Vidéotron a le vent dans la téléphonie

Près de 163 000 ménages ont opté pour le nouveau service de téléphonie résidentielle de Vidéotron depuis son lancement il y a moins d'un an. Ce succès serait aussi celui d'une stratégie de marketing privilégiant l'offre de bouquets de services, dit la compagnie.

Le dernier décompte de l'entreprise rapportait 96 000 abonnés à la fin du mois de septembre. Les analystes parlaient de plus de 100 000 clients à la fin de l'année. Les résultats au 31 décembre devaient être encore meilleurs.

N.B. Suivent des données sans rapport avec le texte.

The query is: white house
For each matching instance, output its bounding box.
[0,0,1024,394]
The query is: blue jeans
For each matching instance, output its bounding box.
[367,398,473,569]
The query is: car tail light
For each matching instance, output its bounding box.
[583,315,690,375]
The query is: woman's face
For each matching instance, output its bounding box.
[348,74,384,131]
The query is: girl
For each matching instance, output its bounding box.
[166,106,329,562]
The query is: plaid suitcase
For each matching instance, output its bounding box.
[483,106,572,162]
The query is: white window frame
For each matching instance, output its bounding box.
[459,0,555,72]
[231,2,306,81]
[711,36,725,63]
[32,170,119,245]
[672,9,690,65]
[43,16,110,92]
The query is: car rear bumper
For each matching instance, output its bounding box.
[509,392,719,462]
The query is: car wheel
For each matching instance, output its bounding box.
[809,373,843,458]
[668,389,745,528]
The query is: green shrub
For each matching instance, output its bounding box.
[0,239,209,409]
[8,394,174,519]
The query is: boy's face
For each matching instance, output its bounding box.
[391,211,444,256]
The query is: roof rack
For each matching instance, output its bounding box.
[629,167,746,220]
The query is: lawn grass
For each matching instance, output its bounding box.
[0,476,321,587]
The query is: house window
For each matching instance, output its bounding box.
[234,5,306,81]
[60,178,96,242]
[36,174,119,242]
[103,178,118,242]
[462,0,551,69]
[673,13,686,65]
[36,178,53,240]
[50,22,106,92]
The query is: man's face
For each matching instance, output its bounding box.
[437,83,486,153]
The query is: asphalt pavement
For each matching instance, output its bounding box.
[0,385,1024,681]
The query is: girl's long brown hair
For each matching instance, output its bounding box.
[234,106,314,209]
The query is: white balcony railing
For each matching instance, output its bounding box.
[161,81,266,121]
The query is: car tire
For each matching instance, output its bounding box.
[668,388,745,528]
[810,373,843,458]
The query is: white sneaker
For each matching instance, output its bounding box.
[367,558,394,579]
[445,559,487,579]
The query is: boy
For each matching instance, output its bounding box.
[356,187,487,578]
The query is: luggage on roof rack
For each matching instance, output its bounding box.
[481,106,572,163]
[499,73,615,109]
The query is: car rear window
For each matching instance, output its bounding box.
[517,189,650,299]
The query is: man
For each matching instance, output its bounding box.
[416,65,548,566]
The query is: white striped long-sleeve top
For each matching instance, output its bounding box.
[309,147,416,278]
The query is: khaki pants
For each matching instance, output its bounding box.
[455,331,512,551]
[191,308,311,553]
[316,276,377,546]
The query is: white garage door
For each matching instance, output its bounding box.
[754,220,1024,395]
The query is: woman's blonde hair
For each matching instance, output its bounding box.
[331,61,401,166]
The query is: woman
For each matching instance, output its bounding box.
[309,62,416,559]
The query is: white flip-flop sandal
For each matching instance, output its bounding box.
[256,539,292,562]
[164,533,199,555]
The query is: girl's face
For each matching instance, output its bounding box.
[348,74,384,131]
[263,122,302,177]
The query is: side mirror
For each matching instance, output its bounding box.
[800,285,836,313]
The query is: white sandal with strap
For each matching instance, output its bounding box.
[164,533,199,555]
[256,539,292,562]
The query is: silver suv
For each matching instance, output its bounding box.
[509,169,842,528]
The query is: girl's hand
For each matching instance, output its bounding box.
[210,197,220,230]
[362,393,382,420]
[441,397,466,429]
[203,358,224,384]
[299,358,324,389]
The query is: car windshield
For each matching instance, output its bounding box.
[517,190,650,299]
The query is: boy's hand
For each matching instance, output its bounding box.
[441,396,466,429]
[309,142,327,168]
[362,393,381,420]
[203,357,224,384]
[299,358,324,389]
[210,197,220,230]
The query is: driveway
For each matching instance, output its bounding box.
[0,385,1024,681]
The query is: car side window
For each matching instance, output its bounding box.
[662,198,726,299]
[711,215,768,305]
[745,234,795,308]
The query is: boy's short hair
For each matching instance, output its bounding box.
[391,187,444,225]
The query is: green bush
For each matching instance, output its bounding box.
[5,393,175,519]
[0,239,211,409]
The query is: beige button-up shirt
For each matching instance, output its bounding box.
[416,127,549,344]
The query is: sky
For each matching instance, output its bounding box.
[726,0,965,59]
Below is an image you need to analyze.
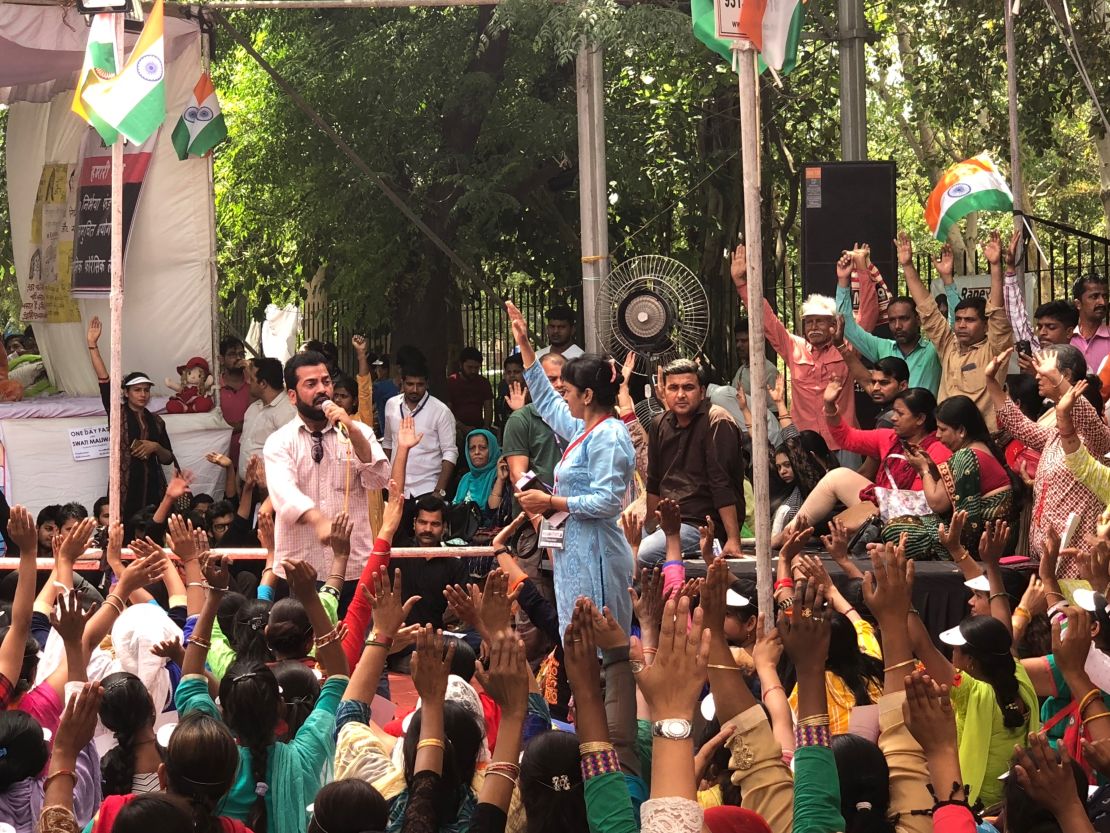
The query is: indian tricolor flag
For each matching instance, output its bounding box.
[690,0,808,76]
[70,14,117,144]
[81,0,165,144]
[925,153,1013,240]
[172,72,228,160]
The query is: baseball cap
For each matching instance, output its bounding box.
[963,573,990,593]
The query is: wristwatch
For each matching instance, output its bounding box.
[652,717,694,741]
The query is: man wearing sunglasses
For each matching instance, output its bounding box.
[263,351,390,610]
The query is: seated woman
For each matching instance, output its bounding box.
[882,397,1013,560]
[453,428,512,526]
[791,380,951,534]
[987,344,1110,579]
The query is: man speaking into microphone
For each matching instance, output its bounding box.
[262,351,390,611]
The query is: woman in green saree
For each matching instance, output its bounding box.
[882,397,1013,561]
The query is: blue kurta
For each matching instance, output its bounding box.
[524,362,636,633]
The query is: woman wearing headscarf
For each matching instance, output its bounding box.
[454,428,508,526]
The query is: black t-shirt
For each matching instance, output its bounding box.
[392,556,470,628]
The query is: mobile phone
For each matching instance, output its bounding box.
[1060,512,1079,552]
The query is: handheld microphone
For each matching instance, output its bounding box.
[320,399,351,440]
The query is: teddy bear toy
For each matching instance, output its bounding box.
[165,355,215,413]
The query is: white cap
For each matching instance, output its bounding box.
[801,293,836,318]
[725,588,750,608]
[1071,588,1096,613]
[940,625,968,646]
[963,574,990,593]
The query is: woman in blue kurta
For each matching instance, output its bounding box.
[505,303,636,633]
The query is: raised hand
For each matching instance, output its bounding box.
[617,506,644,553]
[58,518,97,564]
[505,382,528,411]
[474,632,529,714]
[895,231,914,267]
[150,636,185,668]
[697,515,717,564]
[362,566,421,639]
[628,566,663,648]
[50,590,92,644]
[412,625,455,703]
[284,560,316,599]
[729,243,748,289]
[751,613,785,671]
[982,229,1002,267]
[821,518,848,563]
[204,555,229,590]
[390,417,424,450]
[636,596,710,720]
[836,249,852,281]
[587,602,628,651]
[862,544,914,626]
[821,379,844,408]
[84,315,103,350]
[979,521,1010,566]
[167,514,199,561]
[932,243,956,280]
[1013,732,1086,829]
[505,301,532,350]
[8,504,39,558]
[778,579,830,673]
[478,568,516,636]
[332,512,354,559]
[983,348,1013,379]
[655,498,683,538]
[778,518,814,563]
[902,671,957,757]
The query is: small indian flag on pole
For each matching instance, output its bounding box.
[81,0,165,144]
[172,72,228,160]
[690,0,808,76]
[925,153,1013,240]
[70,14,117,144]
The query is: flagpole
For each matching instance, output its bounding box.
[1002,0,1026,237]
[108,14,123,523]
[733,39,775,629]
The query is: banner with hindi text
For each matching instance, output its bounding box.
[20,162,81,324]
[73,128,161,298]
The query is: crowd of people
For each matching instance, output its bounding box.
[0,228,1110,833]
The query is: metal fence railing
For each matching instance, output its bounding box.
[221,217,1110,381]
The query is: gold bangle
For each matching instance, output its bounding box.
[104,593,127,616]
[882,658,917,674]
[578,741,613,755]
[798,712,829,726]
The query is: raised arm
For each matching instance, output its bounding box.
[0,504,39,693]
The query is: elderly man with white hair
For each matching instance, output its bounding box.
[731,245,856,463]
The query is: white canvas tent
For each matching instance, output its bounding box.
[0,2,230,509]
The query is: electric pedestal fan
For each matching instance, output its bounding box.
[597,254,709,426]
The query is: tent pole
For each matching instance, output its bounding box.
[108,14,123,523]
[734,40,775,629]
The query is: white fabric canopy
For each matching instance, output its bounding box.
[0,4,215,395]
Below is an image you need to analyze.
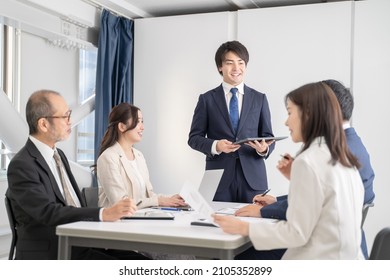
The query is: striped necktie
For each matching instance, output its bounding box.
[229,88,239,134]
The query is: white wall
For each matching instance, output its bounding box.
[134,0,390,254]
[353,0,390,254]
[134,12,234,190]
[238,2,351,195]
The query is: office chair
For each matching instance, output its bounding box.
[4,197,18,260]
[81,187,99,207]
[369,227,390,260]
[361,203,374,228]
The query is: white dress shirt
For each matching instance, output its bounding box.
[249,137,364,260]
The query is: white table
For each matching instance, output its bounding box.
[56,211,252,259]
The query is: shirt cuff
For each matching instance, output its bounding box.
[211,140,220,155]
[256,146,269,157]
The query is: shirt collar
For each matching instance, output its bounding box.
[222,82,244,94]
[343,122,351,130]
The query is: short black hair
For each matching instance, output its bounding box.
[322,79,354,121]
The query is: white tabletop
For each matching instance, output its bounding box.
[56,211,258,258]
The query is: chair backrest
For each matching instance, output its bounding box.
[361,203,374,227]
[81,187,99,207]
[4,197,18,260]
[370,227,390,260]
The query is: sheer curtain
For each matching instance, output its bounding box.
[95,10,134,162]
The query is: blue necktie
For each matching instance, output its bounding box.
[229,88,239,134]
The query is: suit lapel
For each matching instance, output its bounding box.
[26,139,66,204]
[237,85,254,135]
[57,149,86,207]
[213,84,234,135]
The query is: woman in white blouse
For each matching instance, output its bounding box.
[214,82,364,259]
[97,103,186,208]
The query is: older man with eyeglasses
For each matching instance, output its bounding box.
[6,90,146,260]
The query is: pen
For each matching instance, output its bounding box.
[261,189,271,196]
[160,207,180,211]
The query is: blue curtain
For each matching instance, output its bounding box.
[95,10,134,162]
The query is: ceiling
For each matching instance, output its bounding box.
[83,0,353,19]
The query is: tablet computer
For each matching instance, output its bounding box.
[122,211,175,220]
[233,136,288,144]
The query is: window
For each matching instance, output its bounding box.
[77,49,97,166]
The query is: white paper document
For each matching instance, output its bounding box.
[180,182,214,224]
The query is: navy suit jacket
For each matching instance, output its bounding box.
[188,85,275,201]
[6,139,99,260]
[260,127,375,259]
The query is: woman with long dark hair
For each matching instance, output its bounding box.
[97,103,186,208]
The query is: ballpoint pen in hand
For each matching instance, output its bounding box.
[260,189,271,196]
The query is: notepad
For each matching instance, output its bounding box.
[122,211,175,220]
[233,136,288,144]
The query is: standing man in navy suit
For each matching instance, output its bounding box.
[188,41,275,203]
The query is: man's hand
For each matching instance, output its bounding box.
[216,139,241,154]
[234,204,263,218]
[253,194,276,207]
[103,198,137,222]
[212,214,249,236]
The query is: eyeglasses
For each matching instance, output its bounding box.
[42,110,72,122]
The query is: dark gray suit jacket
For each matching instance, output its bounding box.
[6,139,99,260]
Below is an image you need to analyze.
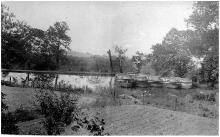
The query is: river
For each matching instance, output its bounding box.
[1,72,115,89]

«Vidéotron est aujourd'hui en tête de peloton des entreprises de télécommunications au Canada qui proposent un service de téléphonie par le biais de la technologie numérique», a-t-on déclaré hier dans un communiqué. «Nous sommes d'autant plus ravis que le taux de satisfaction de nos clients à l'égard de ce produit est très élevé, a ajouté son président et chef de la direction, Robert Dépatie. Le message est clair: une part significative des consommateurs attendait une solution de rechange fiable au service téléphonique traditionnel.»

Vidéotron a été le premier câblodistributeur de premier plan du Canada à se lancer à la conquête de la dernière chasse gardée des compagnies de téléphonie traditionnelle le 24 janvier 2005. Il a graduellement étendu son service à l'ensemble de son territoire au cours de l'année. Il n'a pas tardé à être suivi par Shaw Cable, en Alberta et en Colombie-Britannique, puis par Cogeco Cable et Rogers.

Le service de téléphonie résidentiel n'a pas été le seul à avoir du succès cette année chez Vidéotron. Le nombre d'abonnés à son service de télévision numérique illico a connu une augmentation de 42 %, passant de 334 000 à 475 000. Le service d'Internet haute vitesse compte, quant à lui, 656 000 clients, soit 130 000 de plus que l'an dernier. Au bout du compte, Vidéotron se retrouve avec 53 500 clients de plus que l'an dernier pour un grand total de 1 506 000 abonnés.

Ces résultats sont en partie attribuables au passage des abonnés de la compagnie des services de câble et d'Internet de base vers des services plus performants, explique sa porte-parole, Isabelle Dessureault. Ils sont aussi clairement le fait du succès d'une politique de prix et d'une stratégie de marketing privilégiant la vente de forfaits comprenant l'abonnement à plus d'un service.

Cette stratégie comptera bientôt une arme de plus. Vidéotron doit, en effet, offrir, d'ici le mois de juillet, son propre service de téléphonie sans fil qui utilisera le réseau de la compagnie Rogers.

Le début de la guerre

Au moment du lancement des premiers services de téléphonie résidentielle par les câblodistributeurs l'an dernier, les analystes prévoyaient qu'ils pourraient y gruger entre 9 % et 10 % de parts de marché en l'espace de deux à trois ans. Sachant que le territoire couvert par Vidéotron compte environ 2,4 millions de foyers, un rapide calcul suggère qu'un peu moins de 7 % d'entre eux ont déjà opté pour le nouveau service de téléphonie résidentielle de la compagnie.

Vidéotron se garde bien de faire un tel calcul. «Il est important de garder à l'esprit que notre incursion en téléphonie résidentielle ne constitue qu'une mince brèche dans un marché encore très largement dominé par un seul joueur», a répété Robert Dépatie.

Cette modestie est facile à comprendre. Le Conseil de la radiodiffusion et des télécommunications du Canada (CRTC) doit annoncer au mois de mars quelle part du marché les Bell, Telus et autres grandes compagnies de téléphone devront avoir perdue au profit de leurs nouveaux concurrents pour que l'on cesse de les traiter comme des monopoles et que l'on desserre le contrôle exercé sur leurs prix et leurs pratiques commerciales. Il est déjà convenu qu'au bout d'un an, les compagnies de téléphone traditionnelles ont le droit de rappeler les clients de leurs compétiteurs pour les convaincre de revenir au bercail.